En la Facultad de Contaduría siendo parte de la Universidad pública, hay un negocio privado

En la universidad pública —esa que se dice formadora de conciencias, promotora de la verdad y guardiana del honor— hay personajes que entendieron la autonomía no como un principio académico, sino como un escudo para hacer negocio.

El caso de cierto funcionario universitario de la Facultad de Conta, es paradigmático. Llegó como eventual, sin trayectoria comprobable ni perfil técnico para el cargo que hoy ostenta. Sin embargo, en cuestión de meses, y no precisamente por méritos académicos o profesionales, logró escalar a una coordinación estratégica. No fue la excelencia lo que lo impulsó, sino el influyentismo, ese viejo vicio que se reproduce incluso en los espacios que presumen ética y transparencia.

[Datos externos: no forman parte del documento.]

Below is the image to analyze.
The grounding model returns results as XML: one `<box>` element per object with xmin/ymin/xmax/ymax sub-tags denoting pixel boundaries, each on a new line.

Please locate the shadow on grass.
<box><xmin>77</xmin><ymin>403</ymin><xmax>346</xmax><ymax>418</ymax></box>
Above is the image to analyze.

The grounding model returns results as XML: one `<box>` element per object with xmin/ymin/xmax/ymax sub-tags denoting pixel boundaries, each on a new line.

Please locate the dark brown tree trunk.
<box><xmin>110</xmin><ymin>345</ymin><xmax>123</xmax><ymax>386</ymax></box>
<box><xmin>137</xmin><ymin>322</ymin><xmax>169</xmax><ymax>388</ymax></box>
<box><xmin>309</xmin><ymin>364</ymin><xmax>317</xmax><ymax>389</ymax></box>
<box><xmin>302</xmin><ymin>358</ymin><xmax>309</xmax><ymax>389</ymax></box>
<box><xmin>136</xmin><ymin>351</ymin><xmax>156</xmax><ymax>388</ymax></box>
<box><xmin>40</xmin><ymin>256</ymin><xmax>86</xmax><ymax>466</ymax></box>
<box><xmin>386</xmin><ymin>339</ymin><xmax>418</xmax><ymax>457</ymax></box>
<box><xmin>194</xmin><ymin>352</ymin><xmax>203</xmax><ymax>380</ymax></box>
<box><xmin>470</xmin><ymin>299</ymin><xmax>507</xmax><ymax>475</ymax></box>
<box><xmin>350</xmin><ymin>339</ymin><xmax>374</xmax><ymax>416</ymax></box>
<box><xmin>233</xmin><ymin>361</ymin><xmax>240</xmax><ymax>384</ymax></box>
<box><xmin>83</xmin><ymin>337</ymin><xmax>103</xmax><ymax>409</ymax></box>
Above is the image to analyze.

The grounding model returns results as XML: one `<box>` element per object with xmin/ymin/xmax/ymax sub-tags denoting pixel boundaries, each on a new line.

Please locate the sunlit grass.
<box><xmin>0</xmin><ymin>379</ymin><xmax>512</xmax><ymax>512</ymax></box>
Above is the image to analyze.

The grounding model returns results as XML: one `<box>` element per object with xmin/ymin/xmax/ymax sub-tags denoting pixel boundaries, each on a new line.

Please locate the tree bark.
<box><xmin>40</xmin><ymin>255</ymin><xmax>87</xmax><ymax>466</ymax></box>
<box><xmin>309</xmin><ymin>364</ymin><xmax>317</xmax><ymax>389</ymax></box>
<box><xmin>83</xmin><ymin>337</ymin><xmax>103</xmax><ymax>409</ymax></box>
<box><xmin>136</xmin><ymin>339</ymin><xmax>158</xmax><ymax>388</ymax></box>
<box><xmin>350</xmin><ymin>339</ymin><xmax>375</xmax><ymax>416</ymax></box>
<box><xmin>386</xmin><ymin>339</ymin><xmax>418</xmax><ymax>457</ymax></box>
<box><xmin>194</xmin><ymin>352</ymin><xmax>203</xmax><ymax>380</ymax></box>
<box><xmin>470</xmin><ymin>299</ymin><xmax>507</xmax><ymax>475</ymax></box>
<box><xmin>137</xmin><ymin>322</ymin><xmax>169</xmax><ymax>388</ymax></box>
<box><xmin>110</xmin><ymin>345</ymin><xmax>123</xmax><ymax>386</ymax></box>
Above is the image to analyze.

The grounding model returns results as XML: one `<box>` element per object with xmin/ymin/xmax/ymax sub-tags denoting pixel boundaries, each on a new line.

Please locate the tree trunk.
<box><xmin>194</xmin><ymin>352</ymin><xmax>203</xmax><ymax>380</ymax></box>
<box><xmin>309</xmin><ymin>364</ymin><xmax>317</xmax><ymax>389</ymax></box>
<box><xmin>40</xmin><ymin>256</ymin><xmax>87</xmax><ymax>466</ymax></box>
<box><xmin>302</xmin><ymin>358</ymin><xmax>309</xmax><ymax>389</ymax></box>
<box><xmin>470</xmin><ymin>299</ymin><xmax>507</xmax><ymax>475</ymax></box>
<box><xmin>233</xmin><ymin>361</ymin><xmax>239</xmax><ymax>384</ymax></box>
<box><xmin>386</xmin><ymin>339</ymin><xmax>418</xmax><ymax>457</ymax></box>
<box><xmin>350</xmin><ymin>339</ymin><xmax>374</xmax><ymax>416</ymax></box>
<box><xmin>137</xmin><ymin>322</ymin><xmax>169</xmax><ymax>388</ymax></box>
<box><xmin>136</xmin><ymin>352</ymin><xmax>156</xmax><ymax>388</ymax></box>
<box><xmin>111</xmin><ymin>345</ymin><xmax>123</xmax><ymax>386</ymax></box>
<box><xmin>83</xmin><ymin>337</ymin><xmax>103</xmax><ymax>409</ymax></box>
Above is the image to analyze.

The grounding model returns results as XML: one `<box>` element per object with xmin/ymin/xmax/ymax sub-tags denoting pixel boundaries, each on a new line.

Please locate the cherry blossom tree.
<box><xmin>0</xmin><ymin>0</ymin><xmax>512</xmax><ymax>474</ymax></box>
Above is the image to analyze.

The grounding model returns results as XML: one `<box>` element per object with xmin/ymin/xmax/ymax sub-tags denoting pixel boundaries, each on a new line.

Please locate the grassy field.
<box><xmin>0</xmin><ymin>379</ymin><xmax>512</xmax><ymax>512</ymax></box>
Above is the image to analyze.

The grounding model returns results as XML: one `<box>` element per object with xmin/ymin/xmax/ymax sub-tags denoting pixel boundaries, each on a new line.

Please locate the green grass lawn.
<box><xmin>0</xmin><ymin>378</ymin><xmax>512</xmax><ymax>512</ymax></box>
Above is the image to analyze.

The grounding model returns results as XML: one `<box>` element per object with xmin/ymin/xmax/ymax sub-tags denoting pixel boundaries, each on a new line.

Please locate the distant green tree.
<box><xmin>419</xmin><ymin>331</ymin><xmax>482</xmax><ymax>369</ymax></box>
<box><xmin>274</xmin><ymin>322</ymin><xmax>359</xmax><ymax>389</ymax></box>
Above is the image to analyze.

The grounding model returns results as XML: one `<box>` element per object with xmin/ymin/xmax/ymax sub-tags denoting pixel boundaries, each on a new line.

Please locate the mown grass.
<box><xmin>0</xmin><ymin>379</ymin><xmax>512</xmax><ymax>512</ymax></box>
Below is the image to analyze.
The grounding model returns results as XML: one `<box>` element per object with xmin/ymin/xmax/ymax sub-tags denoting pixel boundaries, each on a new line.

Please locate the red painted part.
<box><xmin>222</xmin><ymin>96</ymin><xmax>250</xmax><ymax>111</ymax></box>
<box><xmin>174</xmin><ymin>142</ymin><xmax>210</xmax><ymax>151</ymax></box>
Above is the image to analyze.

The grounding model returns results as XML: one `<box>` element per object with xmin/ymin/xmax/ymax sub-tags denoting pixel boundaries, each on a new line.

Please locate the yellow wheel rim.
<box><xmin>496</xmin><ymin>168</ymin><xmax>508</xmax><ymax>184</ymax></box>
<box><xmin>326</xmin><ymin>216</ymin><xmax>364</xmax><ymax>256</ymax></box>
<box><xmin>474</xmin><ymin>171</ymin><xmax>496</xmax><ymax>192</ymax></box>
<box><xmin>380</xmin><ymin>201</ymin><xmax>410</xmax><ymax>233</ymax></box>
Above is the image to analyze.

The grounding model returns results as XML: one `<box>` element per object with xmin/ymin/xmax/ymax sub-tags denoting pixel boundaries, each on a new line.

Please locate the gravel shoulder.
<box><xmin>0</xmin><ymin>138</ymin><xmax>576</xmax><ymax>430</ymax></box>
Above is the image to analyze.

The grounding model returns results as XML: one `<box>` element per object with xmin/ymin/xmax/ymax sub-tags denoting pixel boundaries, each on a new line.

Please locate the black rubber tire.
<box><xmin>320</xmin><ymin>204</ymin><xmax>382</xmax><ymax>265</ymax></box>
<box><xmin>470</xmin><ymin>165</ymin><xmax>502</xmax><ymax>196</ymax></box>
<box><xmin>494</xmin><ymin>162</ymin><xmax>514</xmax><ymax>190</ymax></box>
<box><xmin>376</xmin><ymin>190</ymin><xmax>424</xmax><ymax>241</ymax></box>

Desde esa posición, el personaje en cuestión habría convertido la función pública en un modelo de negocio personal. Autorizaciones para eventos, particularmente en campus regionales, se transformaron en una oportunidad para el cobro discrecional, extraordinario y —según denuncias recurrentes— “por debajo del agua”. Nada se mueve si no hay cuota. Nada se autoriza si no hay “voluntad”.

Organizadores de eventos, sobre todo externos, relatan un mismo patrón: la autorización queda condicionada. O “se cooperan”, o contratan servicios privados curiosamente vinculados al propio funcionario —seguridad, ambulancias, paramédicos— o simplemente el evento no pasa. La frase coloquial que circula en pasillos y foros es tan reveladora como vergonzosa: “ponerse la del Puebla” se volvió el requisito no escrito para cumplir con la normatividad.

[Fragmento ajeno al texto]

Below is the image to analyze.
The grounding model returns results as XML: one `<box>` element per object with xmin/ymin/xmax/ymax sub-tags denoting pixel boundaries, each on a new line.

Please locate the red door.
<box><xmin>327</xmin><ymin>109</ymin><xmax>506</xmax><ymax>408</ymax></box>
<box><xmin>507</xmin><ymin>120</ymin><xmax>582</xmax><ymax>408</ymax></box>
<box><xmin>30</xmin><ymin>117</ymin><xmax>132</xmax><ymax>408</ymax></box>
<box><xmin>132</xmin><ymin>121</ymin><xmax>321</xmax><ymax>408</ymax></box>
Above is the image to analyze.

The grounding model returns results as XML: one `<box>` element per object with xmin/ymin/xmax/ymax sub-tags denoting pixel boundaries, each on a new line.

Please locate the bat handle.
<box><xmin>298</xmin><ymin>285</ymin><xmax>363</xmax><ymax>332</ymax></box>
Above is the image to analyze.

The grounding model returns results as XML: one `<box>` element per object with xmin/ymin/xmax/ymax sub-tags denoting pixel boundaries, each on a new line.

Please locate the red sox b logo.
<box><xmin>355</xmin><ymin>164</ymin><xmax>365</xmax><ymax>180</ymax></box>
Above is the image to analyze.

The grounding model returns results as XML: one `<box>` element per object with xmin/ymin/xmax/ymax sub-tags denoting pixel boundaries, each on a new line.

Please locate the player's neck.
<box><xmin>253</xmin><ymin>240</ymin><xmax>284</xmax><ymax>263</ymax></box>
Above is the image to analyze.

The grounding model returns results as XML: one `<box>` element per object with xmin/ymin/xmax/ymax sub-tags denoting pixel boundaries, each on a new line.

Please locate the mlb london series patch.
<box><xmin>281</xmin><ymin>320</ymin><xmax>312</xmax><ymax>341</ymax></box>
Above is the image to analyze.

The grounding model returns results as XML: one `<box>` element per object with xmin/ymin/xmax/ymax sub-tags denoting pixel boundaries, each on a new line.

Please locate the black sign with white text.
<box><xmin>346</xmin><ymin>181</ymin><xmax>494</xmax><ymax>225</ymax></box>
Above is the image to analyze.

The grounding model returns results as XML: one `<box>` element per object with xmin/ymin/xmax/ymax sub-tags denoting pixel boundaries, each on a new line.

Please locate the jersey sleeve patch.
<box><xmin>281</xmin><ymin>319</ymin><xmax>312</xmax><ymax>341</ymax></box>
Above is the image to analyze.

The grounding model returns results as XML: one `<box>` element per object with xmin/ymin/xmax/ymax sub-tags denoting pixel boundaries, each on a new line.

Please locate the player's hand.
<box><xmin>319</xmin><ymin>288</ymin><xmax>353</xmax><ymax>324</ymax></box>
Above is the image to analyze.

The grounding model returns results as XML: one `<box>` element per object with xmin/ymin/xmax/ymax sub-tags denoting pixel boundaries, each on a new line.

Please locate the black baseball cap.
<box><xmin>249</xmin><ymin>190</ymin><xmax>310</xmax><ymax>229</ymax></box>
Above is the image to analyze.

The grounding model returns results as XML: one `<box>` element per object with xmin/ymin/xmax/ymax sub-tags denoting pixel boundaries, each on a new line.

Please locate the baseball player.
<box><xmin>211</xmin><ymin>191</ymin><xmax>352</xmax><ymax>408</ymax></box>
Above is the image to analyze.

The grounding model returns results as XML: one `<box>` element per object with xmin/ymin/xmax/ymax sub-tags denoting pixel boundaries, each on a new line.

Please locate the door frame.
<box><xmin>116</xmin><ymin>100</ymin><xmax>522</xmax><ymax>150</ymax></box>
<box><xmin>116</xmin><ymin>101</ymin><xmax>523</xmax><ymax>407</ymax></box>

Lo más grave no es solo el presunto cobro ilegal, sino el conflicto de interés descarado. Mientras ocupa un cargo universitario, el mismo personaje brinda atención prehospitalaria y servicios privados en eventos externos, cobrando cuotas sin importar si coincide con su horario laboral. La línea entre lo público y lo privado simplemente desapareció.

Así, espacios universitarios que deberían servir al conocimiento, la cultura y la comunidad se habrían transformado en feudos personales, explotados a conveniencia, sin control efectivo, sin auditoría visible y con un silencio institucional que resulta ensordecedor.

La pregunta es inevitable:
¿Alguien pondrá un alto a estas prácticas?
¿O de qué privilegios goza este impresentable personaje para operar con tanta impunidad?

Porque cuando la universidad tolera conductas que contradicen su propia misión, deja de educar en la verdad y en el honor, y comienza —aunque no lo admita— a normalizar la simulación y el abuso.

Y eso, en cualquier institución pública, tiene un costo mucho más alto que cualquier cuota cobrada bajo la mesa.